We calculated incidence rates of Chlamydia, gonorrhea, and syphilis by race. Reporting by race assumes that individuals are not of multiple races, thereby potentially over or underestimating the number of infections for a particular race. Discrepancies exist between the categorizations of race when reporting STIs in Illinois and categorizations of race taken by the US census. Although categories of race in the US census were condensed to most closely reflect the categories of race reported to the Illinois Department of Public Health, such adjustment may cause less accurate estimations of incidence by race. Furthermore, race is frequently incorrectly categorized in reporting cases to the health department, and for a significant proportion of reported cases of gonorrhea and Chlamydia race was unknown or missing. For these reasons, and because race is not a reliable indicator of socioeconomic status or geographic residence, we felt a cost estimate of STIs by race would not be useful in resource allocation. Underreporting and misclassification make it difficult to accurately estimate the disease burden in Illinois by race and ethnicity. Evaluation of STI burden by geographic region, gender, age, and provider type may provide more useful information for resource allocation and targeted interventions.

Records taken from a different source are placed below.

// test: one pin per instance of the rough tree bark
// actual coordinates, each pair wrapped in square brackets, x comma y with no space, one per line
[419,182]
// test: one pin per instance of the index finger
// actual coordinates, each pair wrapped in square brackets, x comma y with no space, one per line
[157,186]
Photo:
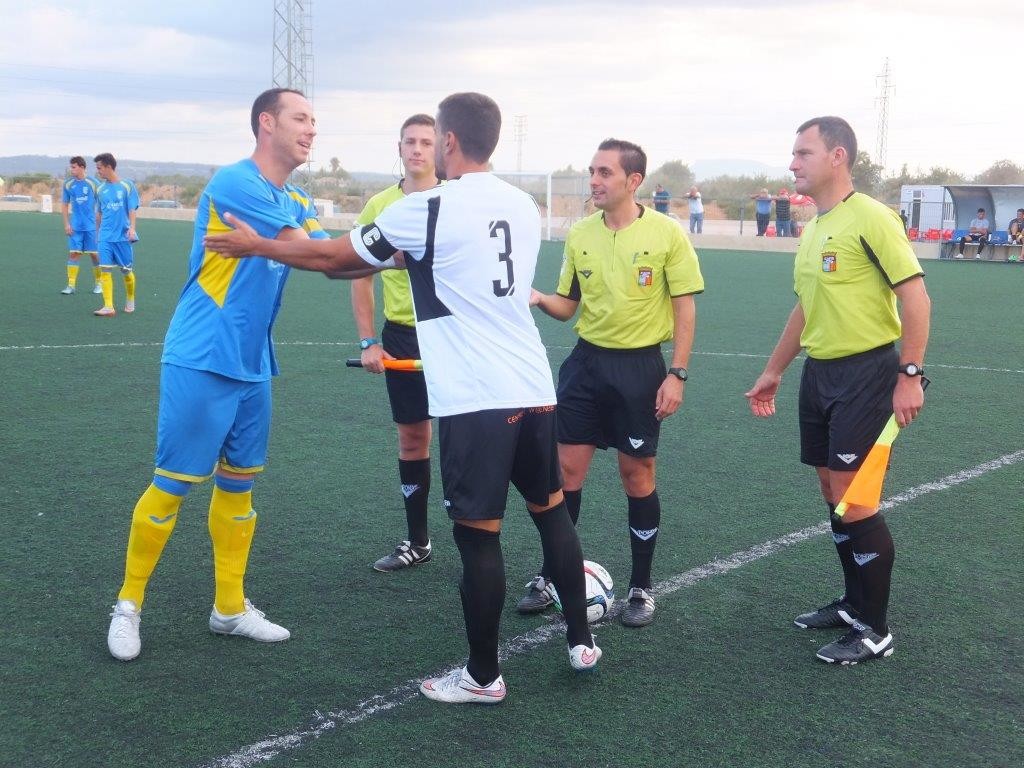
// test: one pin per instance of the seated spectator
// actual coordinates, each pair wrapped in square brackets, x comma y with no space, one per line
[783,222]
[977,233]
[696,211]
[1016,228]
[762,210]
[660,199]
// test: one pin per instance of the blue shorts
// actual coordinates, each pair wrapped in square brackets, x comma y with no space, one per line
[207,420]
[82,242]
[116,254]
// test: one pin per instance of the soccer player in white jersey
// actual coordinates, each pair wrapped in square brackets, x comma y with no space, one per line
[470,247]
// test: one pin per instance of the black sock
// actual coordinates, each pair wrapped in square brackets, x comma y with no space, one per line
[873,553]
[572,501]
[564,557]
[645,516]
[844,547]
[482,590]
[415,476]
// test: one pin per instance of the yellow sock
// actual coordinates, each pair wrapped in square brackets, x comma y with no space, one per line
[232,522]
[107,283]
[129,286]
[152,524]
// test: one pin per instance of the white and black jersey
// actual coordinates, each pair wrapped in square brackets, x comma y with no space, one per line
[471,249]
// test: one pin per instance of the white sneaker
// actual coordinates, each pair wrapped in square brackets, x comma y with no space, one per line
[459,687]
[252,624]
[584,658]
[122,638]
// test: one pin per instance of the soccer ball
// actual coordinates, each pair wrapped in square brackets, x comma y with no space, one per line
[599,595]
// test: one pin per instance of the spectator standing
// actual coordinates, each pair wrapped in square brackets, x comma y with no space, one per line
[783,221]
[660,199]
[762,203]
[696,211]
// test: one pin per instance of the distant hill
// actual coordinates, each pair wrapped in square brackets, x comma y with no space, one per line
[705,169]
[139,170]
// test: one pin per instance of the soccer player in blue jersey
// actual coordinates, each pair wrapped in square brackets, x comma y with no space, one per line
[80,212]
[118,203]
[215,377]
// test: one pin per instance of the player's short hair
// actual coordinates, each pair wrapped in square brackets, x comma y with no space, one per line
[268,101]
[835,132]
[631,157]
[418,119]
[475,120]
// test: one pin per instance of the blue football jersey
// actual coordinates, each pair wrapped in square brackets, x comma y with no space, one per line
[80,195]
[116,199]
[227,307]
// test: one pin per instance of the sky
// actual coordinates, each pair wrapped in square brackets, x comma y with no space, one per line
[689,81]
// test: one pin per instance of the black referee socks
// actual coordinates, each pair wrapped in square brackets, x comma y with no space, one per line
[482,590]
[844,548]
[873,554]
[415,477]
[645,516]
[573,500]
[563,557]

Estimated direct medical costs for each STI were taken from the literature. Our cost estimates for syphilis assumes the same cost for men and women. Because of differences in the course of infection between men and women, a uniform cost may lead to inaccuracies in our estimation. As prospective measures would have been needed, we could not measure STI-attributable HIV. This analysis was limited to individuals aged 15 to 24 in the state of Illinois; the rates and cost ranges presented represent only a fraction of the disease and economic burden of STIs in Illinois. This analysis was restricted to direct medical costs to treat STIs among Illinois young adults and adolescents. Indirect and intangible costs, such as productive losses due to STI-related illness or pain and suffering, should also be addressed when estimating the economic burden of STIs. The recognition of indirect and intangible costs may help to increase the acceptability of STI prevention programs.20
This article provides a practical range of direct medical costs of 3 reportable and curable STIs among Illinois adolescents and young adults age 15 to 24. More valid incidence and cost estimates may be generated with expanded and improved reporting regarding STI history and reason for testing. The utility of estimates may be increased with more precise geographic information. Ten counties accounted for >80% of the statewide estimated morbidity and costs for adolescents and young adults. Because of the high prevalence and incidence of STIs in adolescents and young adults, directing resources and programs towards adolescents will maximize long-term health benefits and cost savings. The effectiveness of Illinois STI prevention efforts may be maximized at reducing the overall burden of disease and associated costs if focused on the highest disease rates geographically, rather than by specific STI or at-risk population.